摂津でも止められない ソフトバンク3連敗

2014年08月28日 11時00分

摂津でも悪い流れは止められなかった

 エースでも負けた…。首位・ソフトバンクは27日の日本ハム戦(ヤフオクドーム)に3—4で敗れ、3連敗を喫した。8月上旬に9連勝を飾ったチームは、ここにきて失速ムード。負傷から戻ってきたエース・摂津で負の流れを断ち切りたいところだったが、7回4失点と粘れず。まさかの黒星で2位・オリックスとは1・5ゲーム差。秋山ホークスがV奪回に向けて正念場を迎えた。

 エース・摂津が苦しい投球だった。この日は、右手親指に打球を受け、わずか10球で緊急降板となった15日のオリックス戦からの復帰マウンド。チームの連敗ストップを託された。

 しかし、初回に3番・陽に右前適時打を浴びて先制を許すと、3回には中田にバックスクリーン左に運ばれる23号2ランを被弾。序盤で3点のリードを許してしまった。このまま最少失点で踏ん張りたいところだったが、6回にも二死三塁から近藤に右前適時打を浴びて、手痛すぎる追加点を奪われた。

 チームは最近10試合で3勝6敗1分けと負けが込んでいる。それだけに首脳陣からも「ここのところの試合はチームが後手後手になってしまっているから、何とか摂津の投球で守りのリズムをつくってほしい」(加藤投手コーチ)と期待を持って送り出された。

 ただ、摂津らしい投球とはいかなかった。7回を投げて8安打2四球4失点。「何もできませんでした。流れも持ってこれなかった」と悔しさをにじませた。チームの窮状を救うことはできなかった。

 先発転向から3年連続で14勝以上と抜群の成績を残して鷹の大黒柱となってきたが、今季は苦しみながらの投球となっている。およそ1か月の離脱があったとはいえ、勝ち星も8勝と伸び悩んでいる。ちょうど1週間後はオリックスとの直接対決に登板する。しかし、不安を残してしまった。

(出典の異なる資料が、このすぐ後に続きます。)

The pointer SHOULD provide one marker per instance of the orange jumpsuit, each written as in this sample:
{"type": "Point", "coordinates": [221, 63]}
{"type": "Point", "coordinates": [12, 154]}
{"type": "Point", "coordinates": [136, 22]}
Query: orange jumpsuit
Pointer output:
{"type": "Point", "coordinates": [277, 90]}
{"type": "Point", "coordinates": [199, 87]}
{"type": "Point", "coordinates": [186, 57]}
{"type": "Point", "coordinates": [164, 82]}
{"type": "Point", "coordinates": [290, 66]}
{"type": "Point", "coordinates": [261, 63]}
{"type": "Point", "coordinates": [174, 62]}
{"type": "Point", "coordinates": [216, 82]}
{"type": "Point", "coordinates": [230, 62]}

 打線も日本ハム先発・中村をとらえ切れなかった。7回に二死満塁の好機をつくり、代打・吉村が2番手で登板した宮西から左中間フェンス直撃の適時二塁打。だが、2者生還したものの、一塁走者の中村は本塁でタッチアウト。反撃を見せたが一歩及ばなかった。

 前日の試合後、秋山監督が緊急ミーティングを発動。「ふんぞり返っては野球はできない。必死こいてやらないと結果は出ない」と強い口調で訴えた。しかし、負の流れはエースでも止まらずに3連敗。徐々にオリックスの足音が近づいている。